The Machine Learning Foretold the Future

While monitoring convective initiation in a sea of Altocumulus castellanus clouds as they moved into a more convectively unstable environment, I noticed that the GREMLIN Emulated reflectivity in Briscoe County was higher than the MRMS (GIF 1).  The GREMLIN emulation was producing a DbZ of 50+ while the MRMS was showing a 30 DbZ. To me, this difference was operationally significant as I would pay closer attention to the developing 50 DbZ feature than I would the 30 Dbz feature. So far in our experiment, this was the opposite of what I had experienced and I initially thought the emulated radar was wrong. I jumped over to the OCTANE products to get a sense of how rapidly the cell was building (GIF 2).
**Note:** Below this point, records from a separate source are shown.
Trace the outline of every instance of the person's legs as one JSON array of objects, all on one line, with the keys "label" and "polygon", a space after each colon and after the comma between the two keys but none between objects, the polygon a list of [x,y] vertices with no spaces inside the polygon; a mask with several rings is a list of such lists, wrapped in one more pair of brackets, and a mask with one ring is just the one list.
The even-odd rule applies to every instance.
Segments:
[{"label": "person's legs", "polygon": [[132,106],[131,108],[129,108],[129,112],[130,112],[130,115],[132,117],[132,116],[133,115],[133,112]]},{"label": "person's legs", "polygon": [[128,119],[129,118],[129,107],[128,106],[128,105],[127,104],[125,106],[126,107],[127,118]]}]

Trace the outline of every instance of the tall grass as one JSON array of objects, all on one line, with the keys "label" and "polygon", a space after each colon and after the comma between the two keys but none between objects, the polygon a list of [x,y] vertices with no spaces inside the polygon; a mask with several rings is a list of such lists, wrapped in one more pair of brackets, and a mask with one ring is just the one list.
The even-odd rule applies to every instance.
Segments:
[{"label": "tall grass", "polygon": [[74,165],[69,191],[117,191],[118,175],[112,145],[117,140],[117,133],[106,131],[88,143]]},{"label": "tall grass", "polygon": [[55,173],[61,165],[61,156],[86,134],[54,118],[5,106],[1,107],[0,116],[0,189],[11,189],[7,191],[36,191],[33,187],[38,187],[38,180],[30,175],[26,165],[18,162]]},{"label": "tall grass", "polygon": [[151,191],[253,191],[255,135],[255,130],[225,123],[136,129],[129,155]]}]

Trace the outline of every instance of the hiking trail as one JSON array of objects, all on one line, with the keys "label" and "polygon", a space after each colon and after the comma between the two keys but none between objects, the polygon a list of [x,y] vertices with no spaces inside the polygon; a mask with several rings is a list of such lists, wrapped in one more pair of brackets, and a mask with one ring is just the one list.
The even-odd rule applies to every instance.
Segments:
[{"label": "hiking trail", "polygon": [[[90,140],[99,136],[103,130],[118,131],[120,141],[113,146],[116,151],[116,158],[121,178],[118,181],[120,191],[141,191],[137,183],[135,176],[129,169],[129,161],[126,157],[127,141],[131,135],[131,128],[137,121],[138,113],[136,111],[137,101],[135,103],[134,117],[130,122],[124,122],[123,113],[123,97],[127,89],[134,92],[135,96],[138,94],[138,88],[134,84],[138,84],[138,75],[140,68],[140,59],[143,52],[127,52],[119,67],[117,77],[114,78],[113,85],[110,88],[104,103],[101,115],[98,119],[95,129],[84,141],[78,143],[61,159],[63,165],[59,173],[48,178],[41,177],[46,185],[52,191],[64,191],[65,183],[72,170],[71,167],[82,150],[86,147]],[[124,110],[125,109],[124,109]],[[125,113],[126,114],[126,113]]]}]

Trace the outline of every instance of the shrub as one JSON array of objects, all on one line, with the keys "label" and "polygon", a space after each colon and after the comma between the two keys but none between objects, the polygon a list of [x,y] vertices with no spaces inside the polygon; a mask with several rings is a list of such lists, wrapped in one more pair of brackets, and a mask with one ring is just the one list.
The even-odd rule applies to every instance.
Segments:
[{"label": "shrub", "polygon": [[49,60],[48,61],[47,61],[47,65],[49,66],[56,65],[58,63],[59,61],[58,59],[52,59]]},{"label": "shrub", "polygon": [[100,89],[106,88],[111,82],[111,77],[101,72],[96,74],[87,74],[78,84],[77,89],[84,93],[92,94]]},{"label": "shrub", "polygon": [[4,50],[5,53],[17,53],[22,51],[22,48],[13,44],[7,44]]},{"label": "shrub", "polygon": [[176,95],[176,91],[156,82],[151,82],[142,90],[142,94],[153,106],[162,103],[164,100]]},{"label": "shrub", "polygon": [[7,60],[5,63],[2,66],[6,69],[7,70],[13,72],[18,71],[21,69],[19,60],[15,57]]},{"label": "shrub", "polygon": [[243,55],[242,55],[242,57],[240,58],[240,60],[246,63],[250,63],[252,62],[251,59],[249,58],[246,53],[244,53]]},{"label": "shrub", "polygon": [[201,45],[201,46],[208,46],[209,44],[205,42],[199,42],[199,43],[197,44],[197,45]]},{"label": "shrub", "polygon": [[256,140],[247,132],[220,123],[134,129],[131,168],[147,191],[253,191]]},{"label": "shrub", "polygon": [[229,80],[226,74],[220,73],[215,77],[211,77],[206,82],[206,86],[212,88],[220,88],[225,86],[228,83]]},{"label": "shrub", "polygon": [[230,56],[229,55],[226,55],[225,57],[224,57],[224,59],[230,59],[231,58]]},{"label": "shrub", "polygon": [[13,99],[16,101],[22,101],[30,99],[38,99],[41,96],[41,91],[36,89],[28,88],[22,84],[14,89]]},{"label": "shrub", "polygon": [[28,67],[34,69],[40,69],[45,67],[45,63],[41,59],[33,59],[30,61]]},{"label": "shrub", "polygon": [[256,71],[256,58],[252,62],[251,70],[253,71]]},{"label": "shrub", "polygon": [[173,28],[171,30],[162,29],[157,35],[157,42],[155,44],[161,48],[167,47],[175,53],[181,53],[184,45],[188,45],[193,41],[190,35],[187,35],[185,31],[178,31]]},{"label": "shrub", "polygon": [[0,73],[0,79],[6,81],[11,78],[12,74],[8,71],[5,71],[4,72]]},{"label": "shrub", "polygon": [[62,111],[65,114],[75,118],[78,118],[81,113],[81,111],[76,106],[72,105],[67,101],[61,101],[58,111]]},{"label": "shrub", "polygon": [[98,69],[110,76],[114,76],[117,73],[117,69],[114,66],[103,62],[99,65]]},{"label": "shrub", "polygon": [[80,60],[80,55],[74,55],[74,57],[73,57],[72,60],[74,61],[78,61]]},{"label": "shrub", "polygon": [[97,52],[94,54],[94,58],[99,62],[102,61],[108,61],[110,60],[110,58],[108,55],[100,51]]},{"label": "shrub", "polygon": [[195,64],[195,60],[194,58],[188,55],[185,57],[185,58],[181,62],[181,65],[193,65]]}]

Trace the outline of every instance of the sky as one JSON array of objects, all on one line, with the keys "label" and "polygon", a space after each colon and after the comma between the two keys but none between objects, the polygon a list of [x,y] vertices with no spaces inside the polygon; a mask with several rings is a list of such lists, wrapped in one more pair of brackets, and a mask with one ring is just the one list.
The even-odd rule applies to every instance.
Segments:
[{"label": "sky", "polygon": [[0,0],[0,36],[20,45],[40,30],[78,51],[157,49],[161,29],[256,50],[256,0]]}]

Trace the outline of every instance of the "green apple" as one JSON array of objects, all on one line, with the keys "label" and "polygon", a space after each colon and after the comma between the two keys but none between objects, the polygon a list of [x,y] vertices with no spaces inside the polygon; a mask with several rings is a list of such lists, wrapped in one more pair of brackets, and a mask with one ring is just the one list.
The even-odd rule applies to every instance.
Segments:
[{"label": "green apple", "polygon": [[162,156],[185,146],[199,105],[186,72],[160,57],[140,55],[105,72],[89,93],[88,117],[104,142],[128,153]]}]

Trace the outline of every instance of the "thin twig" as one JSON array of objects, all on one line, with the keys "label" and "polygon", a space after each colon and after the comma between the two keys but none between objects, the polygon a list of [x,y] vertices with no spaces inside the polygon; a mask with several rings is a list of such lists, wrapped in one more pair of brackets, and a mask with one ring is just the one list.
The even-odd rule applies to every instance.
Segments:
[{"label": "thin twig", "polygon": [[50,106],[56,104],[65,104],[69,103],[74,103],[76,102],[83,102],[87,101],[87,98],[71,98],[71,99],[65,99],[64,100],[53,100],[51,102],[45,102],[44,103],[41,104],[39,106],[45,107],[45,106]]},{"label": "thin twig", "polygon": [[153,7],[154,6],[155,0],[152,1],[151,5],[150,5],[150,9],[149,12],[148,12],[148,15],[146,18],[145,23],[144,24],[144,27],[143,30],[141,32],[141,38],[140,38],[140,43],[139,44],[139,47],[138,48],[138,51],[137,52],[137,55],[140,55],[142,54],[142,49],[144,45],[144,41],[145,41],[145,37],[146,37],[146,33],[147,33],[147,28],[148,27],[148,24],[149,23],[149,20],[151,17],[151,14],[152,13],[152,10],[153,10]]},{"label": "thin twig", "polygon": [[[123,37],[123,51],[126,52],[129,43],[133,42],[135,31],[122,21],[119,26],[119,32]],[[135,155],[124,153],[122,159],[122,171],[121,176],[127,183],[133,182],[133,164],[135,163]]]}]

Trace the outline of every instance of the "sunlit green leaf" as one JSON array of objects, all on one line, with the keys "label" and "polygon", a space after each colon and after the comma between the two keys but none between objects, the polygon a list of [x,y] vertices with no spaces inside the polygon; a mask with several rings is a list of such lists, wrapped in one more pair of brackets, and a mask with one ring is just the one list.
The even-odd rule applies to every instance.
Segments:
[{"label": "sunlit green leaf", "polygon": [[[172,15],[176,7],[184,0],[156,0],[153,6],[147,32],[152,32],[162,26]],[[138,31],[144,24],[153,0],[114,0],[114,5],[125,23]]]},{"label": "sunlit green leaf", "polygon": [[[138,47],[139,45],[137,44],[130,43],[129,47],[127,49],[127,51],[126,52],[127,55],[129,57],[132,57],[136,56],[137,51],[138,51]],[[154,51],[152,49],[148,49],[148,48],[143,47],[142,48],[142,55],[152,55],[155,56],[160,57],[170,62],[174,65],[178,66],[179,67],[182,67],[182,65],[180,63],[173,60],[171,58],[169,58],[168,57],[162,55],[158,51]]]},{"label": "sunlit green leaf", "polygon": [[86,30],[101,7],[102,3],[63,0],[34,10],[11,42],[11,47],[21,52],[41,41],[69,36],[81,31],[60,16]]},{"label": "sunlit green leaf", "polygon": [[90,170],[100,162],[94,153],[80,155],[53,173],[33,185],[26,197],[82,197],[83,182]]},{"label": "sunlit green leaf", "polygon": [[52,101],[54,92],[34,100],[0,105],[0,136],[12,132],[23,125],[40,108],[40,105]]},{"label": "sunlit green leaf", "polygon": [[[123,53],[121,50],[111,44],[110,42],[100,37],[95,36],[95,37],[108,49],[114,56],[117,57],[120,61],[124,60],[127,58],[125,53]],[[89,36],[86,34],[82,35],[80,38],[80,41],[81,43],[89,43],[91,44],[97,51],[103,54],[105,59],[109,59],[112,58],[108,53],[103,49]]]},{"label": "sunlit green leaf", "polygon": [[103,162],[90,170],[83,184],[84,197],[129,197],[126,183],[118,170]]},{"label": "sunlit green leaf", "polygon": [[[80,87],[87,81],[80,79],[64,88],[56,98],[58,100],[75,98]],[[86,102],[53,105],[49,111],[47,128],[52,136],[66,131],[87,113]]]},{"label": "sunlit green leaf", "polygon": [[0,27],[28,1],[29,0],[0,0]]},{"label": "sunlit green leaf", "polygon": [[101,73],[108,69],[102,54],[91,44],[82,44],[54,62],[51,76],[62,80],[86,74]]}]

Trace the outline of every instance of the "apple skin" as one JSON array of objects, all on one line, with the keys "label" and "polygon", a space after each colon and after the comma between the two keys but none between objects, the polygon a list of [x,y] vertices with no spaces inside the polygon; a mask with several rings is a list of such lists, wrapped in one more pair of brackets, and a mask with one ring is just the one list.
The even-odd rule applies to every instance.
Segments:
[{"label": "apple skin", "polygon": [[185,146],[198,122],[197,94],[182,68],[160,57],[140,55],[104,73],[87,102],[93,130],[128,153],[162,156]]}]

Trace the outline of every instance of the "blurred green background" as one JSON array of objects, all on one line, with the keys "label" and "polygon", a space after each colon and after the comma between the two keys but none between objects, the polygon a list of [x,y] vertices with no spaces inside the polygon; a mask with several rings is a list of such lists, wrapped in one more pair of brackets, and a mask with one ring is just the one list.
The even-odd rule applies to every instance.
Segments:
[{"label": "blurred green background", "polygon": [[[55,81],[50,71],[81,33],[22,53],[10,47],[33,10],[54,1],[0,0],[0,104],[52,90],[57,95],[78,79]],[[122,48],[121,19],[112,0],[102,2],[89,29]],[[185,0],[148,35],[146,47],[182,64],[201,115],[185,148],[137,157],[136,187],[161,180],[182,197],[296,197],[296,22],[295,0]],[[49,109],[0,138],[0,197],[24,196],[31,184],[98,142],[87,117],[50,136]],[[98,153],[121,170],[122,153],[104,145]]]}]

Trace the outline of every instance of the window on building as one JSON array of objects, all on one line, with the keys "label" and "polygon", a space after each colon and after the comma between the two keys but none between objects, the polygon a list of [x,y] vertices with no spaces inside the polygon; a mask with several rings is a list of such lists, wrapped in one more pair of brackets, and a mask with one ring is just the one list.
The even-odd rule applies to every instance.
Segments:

My assessment of the cell seemed to confirmed my initial opinion that it was not growing as rapidly as I would have expected given that there was not a strong gradient in the speed or direction products.

Gif One: GREMLIN Emulated Radar on the top and MRMS Composite Reflectivity on the bottom.

 

Gif Two: OCTANE Products (Speed Upper-left, Direction Upper-Right, Divergence Bottom-Left) and Day cloud Phase RGB (bottom-right)
My opinion changed 10 minutes later.  Seen in image one, the MRMS with the next update showed a similar storm intensity to the GREMLIN emulation. This is impressive when one considers the latency of GREMLIN is greater (about 10 min) than the latency of MRMS (about 2 min). The GREMLIN product actually delivered a more operationally useful product sooner, despite having a greater lag. The GREMLIN product continued to show this ability for two more storms developing further back in the line!
Image One: GREMLIN Emulated Radar on the top and MRMS Composite Reflectivity on the bottom.